Great Northern Brewing in Whitefish is celebrating its 15 year anniversary and invites everyone to take part in the celebration on February 6, 2010.  I received this nifty poster via e-mail this week with the details.  As an added incentive they'll be releasing the return of Minott's Black Star Double Hopped Golden Lager, eight years after it was last brewed.  You can read the details on the re-release of Black Star over at Grizzly Growler here and here.  I remember drinking Black Star Golden Lager when I arrived in Montana back in the 1990's and am anxious to taste it again. Great Northern also produced a Dark Lager version which I quite enjoyed, though it has also disappeared.  There do not appear to be any current plans to bring back the Dark Lager, but I did put in a plug for its return.  If you find yourself near Whitefish on Saturday, Feb. 6, stop by and take part in the fun.

Thursday, January 28, 2010

Discombobulator Dopplebock

With a name like Discombobulator it has to be . . . . . . . well, dangerous, probably. It is a regular seasonal from the Kettlehouse Brewing folks and I stopped in for my first pint of it this past weekend.  Discombobulator pours a dark mahogany brown with a fairly white head. It has a very malty/caramel aroma.  The strong malt initial taste transitions into a slightly bitter aftertaste, with something in there that is slightly astringent or even burnt tasting. I'm not sure what it is, but I've noticed a similar taste in the aftertaste of Kettlehouse's Hemptobersplif. By astringent, I don't mean in a offensive way, just a noticeable presence. Kind of like how some dark coffees have an astringent finish to them. I'd be curious to know what it is. According to Kettlehouse's website, this beer carries an 8.5% abv with 22 IBUs,  though the board in the brewery suggested this batch came in at 7.8% abv.

Name: Discombobulator Dopplebock
Brewery: Kettlehouse Brewing Co., Missoula, MT.
Style: Dopplebock.
Color: Dark Mahogany
Packaging: draft at the Myrtle Street location.
Stats: 7.8% abv, ? IBU.
Bought: Kettlehouse Brewing Co.
Ruling: Three out of Five Hops.

Tuesday, January 26, 2010

Glissade Golden Bock

Glissade Golden Bock appeared in our local grocery store within the last couple of weeks and you know I had to give it a try.  There's two reasons for that. One, I'm a fan of golden bocks (and other color bocks, for that matter). And two, Sierra Nevada's consistently good quality.  It is a new beer from Sierra Nevada, released this month.  I saw a press release suggesting it is the first of several new beers to be introduced by Sierra Nevada, though I have no idea what is coming next. Last summer, I took a strong liking to their fresh/wet hop brews.  With those, Sierra did a great job of featuring the flavor and aroma of hops without being overpoweringly bitter.

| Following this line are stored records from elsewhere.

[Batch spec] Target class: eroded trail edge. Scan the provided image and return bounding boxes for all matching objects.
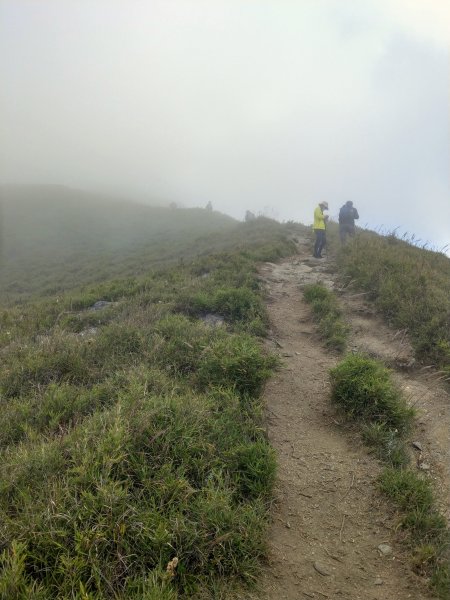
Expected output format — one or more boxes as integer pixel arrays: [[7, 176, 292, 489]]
[[255, 246, 450, 600]]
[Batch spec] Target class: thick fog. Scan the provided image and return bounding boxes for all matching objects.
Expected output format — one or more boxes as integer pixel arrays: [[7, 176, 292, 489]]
[[0, 0, 450, 248]]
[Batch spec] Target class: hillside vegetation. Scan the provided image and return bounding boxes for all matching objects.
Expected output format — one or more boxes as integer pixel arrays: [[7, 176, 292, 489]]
[[0, 186, 240, 301], [0, 193, 304, 600], [339, 231, 450, 377]]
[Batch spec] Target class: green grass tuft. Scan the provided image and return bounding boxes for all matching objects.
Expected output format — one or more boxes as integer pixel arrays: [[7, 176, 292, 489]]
[[303, 284, 348, 352], [330, 354, 414, 431]]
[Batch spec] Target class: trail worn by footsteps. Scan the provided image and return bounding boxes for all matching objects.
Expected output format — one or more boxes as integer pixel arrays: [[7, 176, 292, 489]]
[[251, 244, 433, 600]]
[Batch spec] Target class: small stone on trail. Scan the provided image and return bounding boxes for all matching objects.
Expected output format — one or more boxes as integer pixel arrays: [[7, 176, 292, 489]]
[[313, 562, 331, 577], [378, 544, 392, 556]]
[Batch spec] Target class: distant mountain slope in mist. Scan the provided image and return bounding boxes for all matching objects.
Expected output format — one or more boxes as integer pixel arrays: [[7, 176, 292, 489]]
[[0, 180, 239, 298]]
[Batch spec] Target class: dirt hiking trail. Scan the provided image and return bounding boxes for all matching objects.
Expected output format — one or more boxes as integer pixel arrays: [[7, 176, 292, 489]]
[[251, 239, 450, 600]]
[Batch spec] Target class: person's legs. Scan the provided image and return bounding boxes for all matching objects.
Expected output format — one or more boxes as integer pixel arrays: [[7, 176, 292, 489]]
[[314, 229, 325, 258]]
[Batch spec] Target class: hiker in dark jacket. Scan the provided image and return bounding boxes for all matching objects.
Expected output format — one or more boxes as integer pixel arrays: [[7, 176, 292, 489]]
[[339, 200, 359, 244]]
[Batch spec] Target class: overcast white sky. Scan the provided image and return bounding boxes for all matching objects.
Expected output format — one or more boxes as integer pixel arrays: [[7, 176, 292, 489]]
[[0, 0, 450, 248]]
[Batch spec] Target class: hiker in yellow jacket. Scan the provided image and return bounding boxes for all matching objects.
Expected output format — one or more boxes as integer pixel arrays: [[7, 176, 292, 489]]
[[313, 202, 328, 258]]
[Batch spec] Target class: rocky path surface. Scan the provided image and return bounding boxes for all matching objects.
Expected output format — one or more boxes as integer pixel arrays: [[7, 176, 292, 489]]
[[250, 245, 450, 600]]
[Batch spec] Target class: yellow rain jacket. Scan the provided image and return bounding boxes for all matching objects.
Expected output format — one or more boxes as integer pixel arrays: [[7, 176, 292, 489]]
[[313, 206, 325, 229]]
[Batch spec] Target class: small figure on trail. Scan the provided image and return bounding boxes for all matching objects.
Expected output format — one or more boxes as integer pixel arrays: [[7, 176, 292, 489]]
[[313, 202, 328, 258], [339, 200, 359, 244]]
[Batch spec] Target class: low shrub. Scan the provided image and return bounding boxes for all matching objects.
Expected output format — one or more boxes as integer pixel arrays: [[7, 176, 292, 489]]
[[330, 354, 414, 431], [196, 334, 278, 398], [303, 283, 348, 352]]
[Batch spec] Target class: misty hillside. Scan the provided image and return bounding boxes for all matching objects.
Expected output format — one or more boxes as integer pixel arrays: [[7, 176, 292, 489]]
[[0, 186, 243, 297]]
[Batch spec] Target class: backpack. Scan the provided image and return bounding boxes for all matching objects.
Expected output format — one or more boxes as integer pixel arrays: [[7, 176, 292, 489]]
[[339, 204, 353, 223]]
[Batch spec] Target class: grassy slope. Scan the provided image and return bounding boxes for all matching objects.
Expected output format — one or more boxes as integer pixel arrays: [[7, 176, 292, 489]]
[[331, 231, 450, 600], [339, 231, 450, 376], [0, 186, 238, 300], [0, 193, 304, 600]]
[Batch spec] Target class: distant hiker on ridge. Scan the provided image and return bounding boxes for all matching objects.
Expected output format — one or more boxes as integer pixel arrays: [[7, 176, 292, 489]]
[[313, 202, 328, 258], [339, 200, 359, 244]]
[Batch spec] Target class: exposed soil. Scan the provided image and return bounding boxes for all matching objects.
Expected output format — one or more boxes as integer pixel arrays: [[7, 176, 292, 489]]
[[250, 240, 450, 600]]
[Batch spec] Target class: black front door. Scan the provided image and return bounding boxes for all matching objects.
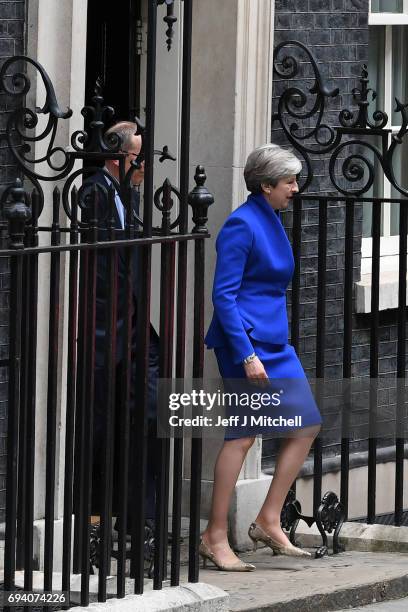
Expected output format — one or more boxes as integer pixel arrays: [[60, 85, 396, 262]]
[[86, 0, 141, 121]]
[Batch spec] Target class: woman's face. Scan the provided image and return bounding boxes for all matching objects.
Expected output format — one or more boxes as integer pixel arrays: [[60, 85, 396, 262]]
[[262, 175, 299, 210]]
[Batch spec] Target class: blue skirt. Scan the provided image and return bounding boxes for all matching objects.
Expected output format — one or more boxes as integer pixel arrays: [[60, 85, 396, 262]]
[[214, 338, 322, 440]]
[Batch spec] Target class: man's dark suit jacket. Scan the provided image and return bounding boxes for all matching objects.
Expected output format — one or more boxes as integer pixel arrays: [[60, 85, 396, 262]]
[[81, 171, 140, 367]]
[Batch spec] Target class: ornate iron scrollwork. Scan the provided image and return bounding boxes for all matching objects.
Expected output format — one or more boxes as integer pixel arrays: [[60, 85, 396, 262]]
[[273, 40, 408, 196], [0, 55, 74, 210], [157, 0, 181, 51], [281, 490, 345, 558]]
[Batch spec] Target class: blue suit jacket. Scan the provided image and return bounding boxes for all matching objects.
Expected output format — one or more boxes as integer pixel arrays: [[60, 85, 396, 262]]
[[205, 195, 294, 363]]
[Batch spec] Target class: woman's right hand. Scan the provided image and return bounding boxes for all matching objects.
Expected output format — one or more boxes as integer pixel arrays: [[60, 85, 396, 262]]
[[244, 357, 268, 385]]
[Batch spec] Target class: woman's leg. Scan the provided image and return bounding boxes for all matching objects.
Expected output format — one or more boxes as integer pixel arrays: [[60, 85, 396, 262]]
[[202, 438, 255, 563], [255, 426, 320, 546]]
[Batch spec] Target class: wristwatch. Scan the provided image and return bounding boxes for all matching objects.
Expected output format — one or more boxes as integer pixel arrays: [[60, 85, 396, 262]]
[[242, 353, 256, 365]]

Glissade Golden Bock on the other hand isn't about hops. And that's true to the style for golden/helles bocks. This one pours a see-through light golden color that trends a little towards yellow.  Frankly, it is a beautiful beer. It has a thin white head that disappears fast which is common for a lager. It has a fairly strong malt/grain aroma that leads into an initial taste to match.  There's a fairly high carbonation level and a nice balance of hops.  The hop bitterness level doesn't take away from the featured malt, but does keep the malt in check to keep it from becoming too sweet. The finish is grain, which I tend to like in a golden bock. It is easy drinking and quite enjoyable.

Name: Glissade Golden Bock
Brewery: Sierra Nevada, Chico, CA.
Style: Golden Bock.
Color:  Light gold, white head.
Packaging: 12 oz. bottle.
Stats: 6.4% abv, 42 IBU.
Bought: local grocery store.
Ruling: Three out of Five Hops. Nice, smooth, balanced golden bock.

Friday, January 22, 2010

Bobo's Robust Porter: Funny Name, Great Beer

What I'm about to say might be considered blasphemy by some in these parts, but I'll say it anyway.  Big Sky Brewing's regular lineup of beers doesn't really "do it" for me. Don't get me wrong. I'm not saying it's bad beer. Far from it. I'm just reinforcing the basic tenant of this blog which I describe under the "Its All Relative" section in the side bar.  Taste is subjective.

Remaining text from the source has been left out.